Valenti wrote a letter to William Baer, U.S. assistant attorney general in the Justice Department’s antitrust division, on Oct. 6, stating that Texas has mostly small, one- to three-doctor practices.
The group says that this merger would likely make it incredibly difficult to stay open, and they will have little or no power to bargain against an already shrinking number of insurance companies for rates. In addition, 50% of urgent care centers in the country are run by small groups of physicians and could be impacted as well.
“As plans grow large enough, those plans gain coercive pricing power over physicians, so that contract terms are defined unilaterally by the plans and no real negotiation is possible,” Valenti wrote.
There is also “less incentive to be competitive” in a market with so few insurers to choose from. Without reimbursement, smaller practices will likely not be able to stay open for very long. This will hurt access to care for numerous patients throughout the state.
The merger, a $37 billion acquisition of Humana by Aetna, is just the latest in healthcare industry consolidation nationwide. In the summer of 2014, Anthem bought Cigna, thus forming the largest insurer in America. If this merger goes through, Aetna-Humana will become the third largest player in the Medicare market.
Stockholders of the companies overwhelmingly supported the merger last month. A decision was supposed to be made and go into effect during the second half of next year, but the letter to the Justice Department has delayed that decision, while they finish seeking more information.

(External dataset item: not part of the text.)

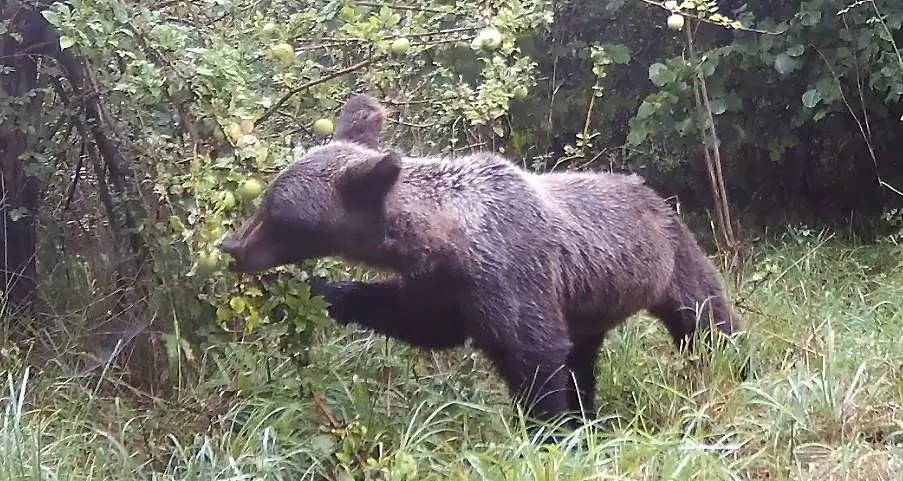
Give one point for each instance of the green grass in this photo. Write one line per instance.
(826, 331)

TMA has not asked the Justice Department to block the entire merger but rather look at the deal to ensure that is was fair and did not fit an antitrust law, Valenti said.

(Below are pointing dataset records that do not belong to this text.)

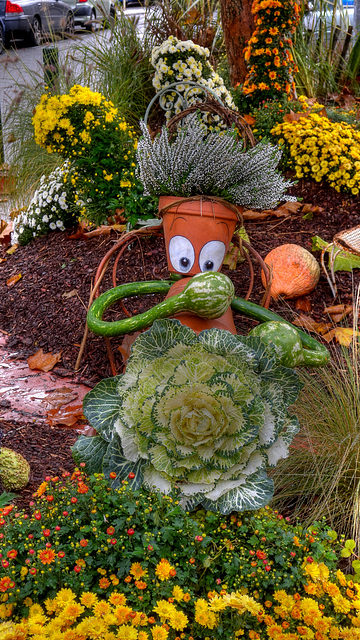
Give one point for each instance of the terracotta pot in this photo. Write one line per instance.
(196, 323)
(197, 234)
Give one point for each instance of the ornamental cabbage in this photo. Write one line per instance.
(207, 413)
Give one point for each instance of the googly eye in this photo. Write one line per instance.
(211, 256)
(181, 254)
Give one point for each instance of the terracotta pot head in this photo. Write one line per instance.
(197, 235)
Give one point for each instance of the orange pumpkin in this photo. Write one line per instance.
(295, 272)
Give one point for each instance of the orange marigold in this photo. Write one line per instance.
(104, 583)
(47, 556)
(164, 570)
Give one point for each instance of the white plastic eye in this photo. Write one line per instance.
(211, 256)
(181, 253)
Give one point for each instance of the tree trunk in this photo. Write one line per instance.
(238, 25)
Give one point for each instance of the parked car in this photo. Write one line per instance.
(32, 19)
(92, 13)
(2, 25)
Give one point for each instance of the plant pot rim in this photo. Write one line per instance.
(207, 206)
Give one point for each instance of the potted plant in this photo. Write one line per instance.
(199, 175)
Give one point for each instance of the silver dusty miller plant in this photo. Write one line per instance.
(196, 162)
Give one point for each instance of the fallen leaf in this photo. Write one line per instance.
(283, 211)
(13, 280)
(103, 230)
(43, 361)
(339, 311)
(5, 235)
(343, 335)
(12, 249)
(303, 304)
(68, 417)
(249, 119)
(308, 323)
(311, 208)
(69, 294)
(60, 397)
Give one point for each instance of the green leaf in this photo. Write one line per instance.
(332, 535)
(91, 451)
(163, 334)
(6, 498)
(344, 261)
(114, 461)
(350, 544)
(255, 493)
(101, 406)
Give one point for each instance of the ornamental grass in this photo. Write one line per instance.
(321, 477)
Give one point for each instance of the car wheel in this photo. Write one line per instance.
(35, 34)
(91, 26)
(69, 25)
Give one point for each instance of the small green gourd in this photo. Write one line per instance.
(287, 343)
(208, 295)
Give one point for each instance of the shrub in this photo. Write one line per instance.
(268, 51)
(85, 127)
(51, 208)
(82, 535)
(189, 165)
(321, 149)
(178, 61)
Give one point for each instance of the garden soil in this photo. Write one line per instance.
(46, 308)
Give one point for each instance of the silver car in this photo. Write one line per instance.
(32, 19)
(93, 13)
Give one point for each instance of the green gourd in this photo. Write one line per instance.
(208, 295)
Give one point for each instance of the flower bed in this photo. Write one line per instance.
(93, 562)
(321, 149)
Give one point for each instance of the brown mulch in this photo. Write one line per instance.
(35, 313)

Aetna and Humana issued separate email statements saying that despite what many believe, the merger would benefit consumers.
“The primary goal of the Aetna-Humana transaction is to enable our companies to offer consumers a broader choice of products, access to higher quality and more affordable care, and a better overall experiences,” the Humana statement said.

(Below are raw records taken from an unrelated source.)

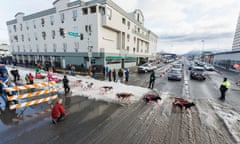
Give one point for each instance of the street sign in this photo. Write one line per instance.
(75, 34)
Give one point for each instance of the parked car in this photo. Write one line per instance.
(145, 68)
(191, 65)
(175, 74)
(3, 72)
(209, 67)
(198, 73)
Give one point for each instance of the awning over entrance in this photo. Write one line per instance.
(120, 57)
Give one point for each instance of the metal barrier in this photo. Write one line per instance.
(48, 89)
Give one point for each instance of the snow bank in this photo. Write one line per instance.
(230, 118)
(92, 93)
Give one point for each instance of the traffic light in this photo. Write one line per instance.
(62, 32)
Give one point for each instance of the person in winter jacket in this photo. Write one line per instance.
(58, 112)
(114, 75)
(27, 79)
(223, 88)
(120, 75)
(65, 84)
(31, 78)
(126, 75)
(152, 80)
(110, 75)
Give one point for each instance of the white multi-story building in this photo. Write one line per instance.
(236, 40)
(103, 31)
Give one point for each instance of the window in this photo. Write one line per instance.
(22, 37)
(52, 20)
(34, 25)
(64, 47)
(21, 27)
(16, 38)
(44, 35)
(85, 11)
(109, 13)
(45, 47)
(27, 27)
(53, 34)
(74, 15)
(75, 29)
(76, 45)
(9, 29)
(62, 17)
(129, 24)
(35, 34)
(61, 30)
(37, 46)
(88, 28)
(15, 28)
(29, 39)
(102, 10)
(93, 9)
(128, 37)
(42, 22)
(123, 20)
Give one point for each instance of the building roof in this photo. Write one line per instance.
(227, 52)
(81, 3)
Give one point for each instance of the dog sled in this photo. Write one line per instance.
(183, 104)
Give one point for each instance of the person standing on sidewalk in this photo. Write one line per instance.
(120, 75)
(114, 75)
(110, 75)
(66, 85)
(152, 80)
(223, 88)
(126, 75)
(58, 112)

Aetna agreed, adding that the merger “is about creating positive change in the health care marketplace.”
Aetna also wrote that it “views physicians as an important customer that we must serve – that we must collaborate and work together with the same objectives, same measures, and attractive reward systems for success.”
“Further,” Aetna wrote, “there are a half million Texans who are newly insured through the federal exchange making us confident that patient demand for physician services will remain healthy for the foreseeable future.”